Die Einwände des Vorstands und aus dem Publikum gegen die Entscheidung der Stadt schienen bei der Versammlung schier endlos. Diese habe die Anwohner und Anwohnerinnen überrumpelt, statt sie zeitig einzubinden. Im Viertel gebe es eine Kita, mehrere Kindertagespflegestellen, Berufskollegs, und es kreuzten sich Schulwege. Die ausgesuchte Fläche werde als Spielplatz genutzt, auch wenn sich keine Geräte darauf befinden. Wie solle die Sicherheit gewährleistet werden, wo doch die ganze Stadt jetzt schon „eine einzige Drogenszene“ sei und das Ordnungsamt überfordert wirke? Sicher werde die Kriminalität zunehmen.

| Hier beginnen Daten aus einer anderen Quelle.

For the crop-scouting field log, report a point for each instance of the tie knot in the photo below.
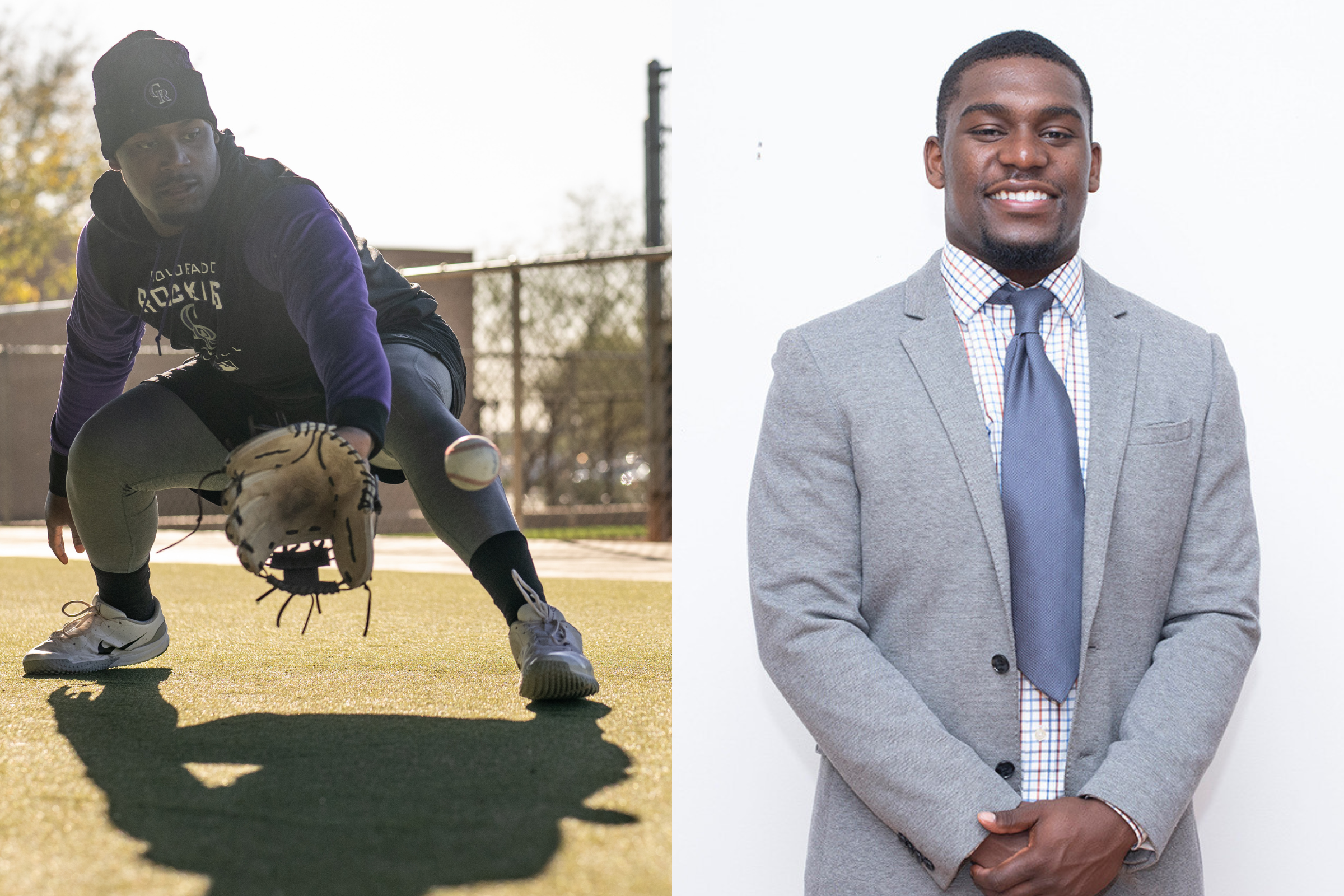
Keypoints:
(1027, 307)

Es werde nicht nur Drogenabhängige, die unter dem Einfluss von Crack zu Aggressivität neigten, sondern auch Dealer ins Viertel ziehen, die die Umgebung unsicher machen würden.

Mehrfach infrage gestellt wurde die Maßgabe, das Suchthilfezentrum müsse im Umkreis von einem Kilometer um den Neumarkt liegen, weil es sonst von der Szene nicht angenommen würde; Sozialdezernent Harald Rau habe sich da in etwas verbissen. Ein Mann aus Pulheim, der um den Wert seiner Immobilien im Viertel fürchtet, empörte sich: „Hier wird Kapital vorsätzlich massiv vernichtet.“ Da nach Köln viele Drogenabhängige von auswärts kämen, dürften die Kosten der Einrichtung nicht allein an der Stadt hängen bleiben, lautete weitere Kritik. Wegen der vielen Kritikpunkte und offenen Fragen forderte Zittlau, die Entscheidung im Stadtrat zu vertagen und so „den Zeitdruck aus der Sache herauszunehmen“.

Am 20. Januar um 18 Uhr veranstaltet die Stadt im VHS-Forum im Rautenstrauch-Joest-Museum einen Infoabend für die Anwohnerschaft. Der IG-Vorstand hat am Montag alle Anwesenden aufgerufen, daran teilzunehmen und ihrem Protest Ausdruck zu verleihen.